La Formazione tra delusioni e inganni

da Antonio Spallino
riceviamo e volentieri pubblichiamo

In questi giorni ho letto Link Sicilia diversi articoli riguardanti il sistema della Formazione professionale Sicilia. Per carità, con tutto il rispetto per chi li ha scritti, alcuni sono interessanti e propositivi, altri invece sono inesatti, privi di riscontro, fuorvianti e poco rispettosi della storia del sistema.

Inizio, il mio dire, col denunciare la mancanza di volontà politica dei governi regionali, che nel tempo si sono succeduti, siano essi di centro-sinistra che di centro-destra, riguardante il varo di una nuova legge di riforma del settore. Basti pensare che l’attuale legge regionale che governa il sistema è datata 1976 e porta il nome di Addestramento professionale. Mentre a livello nazionale vige la legge quadro 845 che è del 1978 e porta il nome di Formazione professionale. Questi due elementi, la data di entrata in vigore delle due leggi e il titolo delle medesime è quanto dire.

La nostra legge regionale è antecedente a quella nazionale e le finalità, stante al diverso significato che esiste tra Addestramento e Formazione dimostra la scarsa attenzione della classe politica siciliana ad affrontare e risolvere i problemi del settore che, con il passare degli anni, si sono incancreniti. Tutti, dico tutti i programmi predisposti dai vari governi, che si sono succeduti negli ultimi trenta anni, all’atto del loro insediamento contenevano, come priorità di intervento, la legge di riforma del settore. Solo e sempre promesse puntualmente disattese, tanto da creare negli addetti ai lavori la convinzione secondo la quale, non trattandosi di una riforma clientelare, nessun governo l’avrebbe mai fatta. Anche l’attuale presidente Raffaele Lombardo più di una volta ha annunciato come imminente la riforma del settore.

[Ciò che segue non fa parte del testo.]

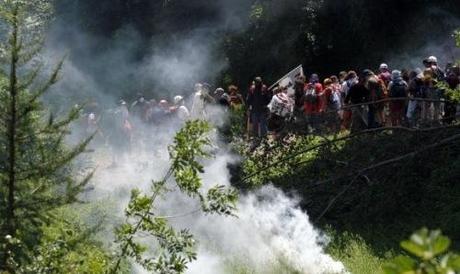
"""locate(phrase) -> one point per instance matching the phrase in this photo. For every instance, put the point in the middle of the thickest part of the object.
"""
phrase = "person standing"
(398, 93)
(257, 101)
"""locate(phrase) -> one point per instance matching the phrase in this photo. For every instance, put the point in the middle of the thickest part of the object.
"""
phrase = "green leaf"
(441, 245)
(413, 248)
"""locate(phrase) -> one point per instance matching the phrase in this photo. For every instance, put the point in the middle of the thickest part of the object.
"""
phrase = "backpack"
(311, 96)
(398, 89)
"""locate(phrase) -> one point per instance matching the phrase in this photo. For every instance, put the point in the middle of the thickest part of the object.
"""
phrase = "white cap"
(432, 59)
(178, 99)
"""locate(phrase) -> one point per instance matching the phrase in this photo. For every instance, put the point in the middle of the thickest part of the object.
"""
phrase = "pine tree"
(35, 163)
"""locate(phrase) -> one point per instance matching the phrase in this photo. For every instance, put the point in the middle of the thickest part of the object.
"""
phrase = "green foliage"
(170, 251)
(429, 254)
(69, 243)
(353, 251)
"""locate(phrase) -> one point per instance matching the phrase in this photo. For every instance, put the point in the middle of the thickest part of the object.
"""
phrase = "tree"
(35, 164)
(429, 254)
(172, 249)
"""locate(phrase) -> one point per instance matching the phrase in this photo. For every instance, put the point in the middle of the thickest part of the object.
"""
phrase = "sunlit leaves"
(429, 253)
(169, 251)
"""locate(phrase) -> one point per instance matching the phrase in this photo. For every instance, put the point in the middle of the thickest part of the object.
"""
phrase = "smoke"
(429, 34)
(270, 231)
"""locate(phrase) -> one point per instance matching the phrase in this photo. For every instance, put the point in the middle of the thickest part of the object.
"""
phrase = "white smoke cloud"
(270, 226)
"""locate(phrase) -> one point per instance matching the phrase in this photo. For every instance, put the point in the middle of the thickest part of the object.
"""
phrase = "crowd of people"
(352, 101)
(348, 101)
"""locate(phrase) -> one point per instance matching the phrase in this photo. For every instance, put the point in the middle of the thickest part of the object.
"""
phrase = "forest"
(145, 136)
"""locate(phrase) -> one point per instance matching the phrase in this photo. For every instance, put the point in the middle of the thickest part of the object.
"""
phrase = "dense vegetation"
(368, 190)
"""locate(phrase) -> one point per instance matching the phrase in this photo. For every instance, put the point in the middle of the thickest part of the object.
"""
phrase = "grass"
(357, 256)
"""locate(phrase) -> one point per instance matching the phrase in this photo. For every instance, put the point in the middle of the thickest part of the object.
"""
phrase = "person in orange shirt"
(313, 91)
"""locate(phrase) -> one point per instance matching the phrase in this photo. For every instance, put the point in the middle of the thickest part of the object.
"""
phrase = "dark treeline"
(268, 37)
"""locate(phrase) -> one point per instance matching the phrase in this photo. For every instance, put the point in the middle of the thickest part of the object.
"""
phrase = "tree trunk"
(10, 226)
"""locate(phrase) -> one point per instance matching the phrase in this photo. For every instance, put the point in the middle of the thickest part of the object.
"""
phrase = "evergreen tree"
(35, 164)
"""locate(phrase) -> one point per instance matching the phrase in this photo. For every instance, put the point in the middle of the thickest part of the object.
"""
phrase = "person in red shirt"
(313, 92)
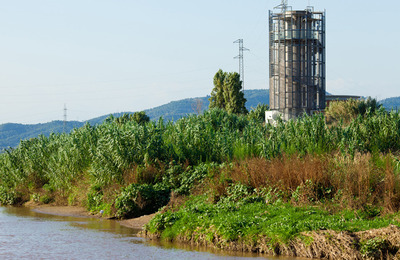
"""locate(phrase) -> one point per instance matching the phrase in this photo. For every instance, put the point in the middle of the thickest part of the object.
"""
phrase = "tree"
(138, 117)
(141, 117)
(258, 113)
(227, 93)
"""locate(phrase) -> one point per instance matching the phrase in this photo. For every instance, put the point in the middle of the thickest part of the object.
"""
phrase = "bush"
(137, 200)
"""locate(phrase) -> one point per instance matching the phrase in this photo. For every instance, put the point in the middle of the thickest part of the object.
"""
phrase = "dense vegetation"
(11, 134)
(223, 177)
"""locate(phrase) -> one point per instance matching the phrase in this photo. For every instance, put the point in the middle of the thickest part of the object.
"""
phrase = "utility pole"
(240, 57)
(65, 118)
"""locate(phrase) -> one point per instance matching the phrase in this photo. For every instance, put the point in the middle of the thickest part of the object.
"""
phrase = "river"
(25, 234)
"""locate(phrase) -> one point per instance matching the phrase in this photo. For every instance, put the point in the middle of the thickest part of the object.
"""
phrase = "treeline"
(107, 166)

I risultati sono sotto gli occhi di tutti. Per la verità il Presidente Lombardo, su proposta dell’assessore al ramo, Mario Centorrino, ha emanato una delibera di giunta, la 350 del 4 ottobre 2010, che sostanzialmente conteneva tutta una serie di interventi che lasciavano ben sperare. L’amara verità è che dalla data di emanazione della delibera ad oggi nessun atto amministrativo è stato posto in essere. Al contrario, si è assistito, da parte dell’assessore Centorrino, ad un cambiamento totale di rotta che, di fatto, per i giovani siciliani si sostanzia con la negazione del diritto alla formazione previsto dalla nostra Carta costituzionale e per gli operatori alla condanna al precariato a vita.

La tanto blaterata riforma del settore più volte annunciata dal presidente Lombardo ,dall’assessore Centorrino e dall’attuale dirigente generale del dipartimento Formazione professionale della Regione, Ludovico Albert, a mio avviso non corrisponde alle sacrosante aspettative di quanti hanno creduto e continuano a credere nel settore. Lo voglio ripetere con chiarezza: l’aver finanziato la formazione professionale con il Fondo sociale europeo (Fse) non è una riforma.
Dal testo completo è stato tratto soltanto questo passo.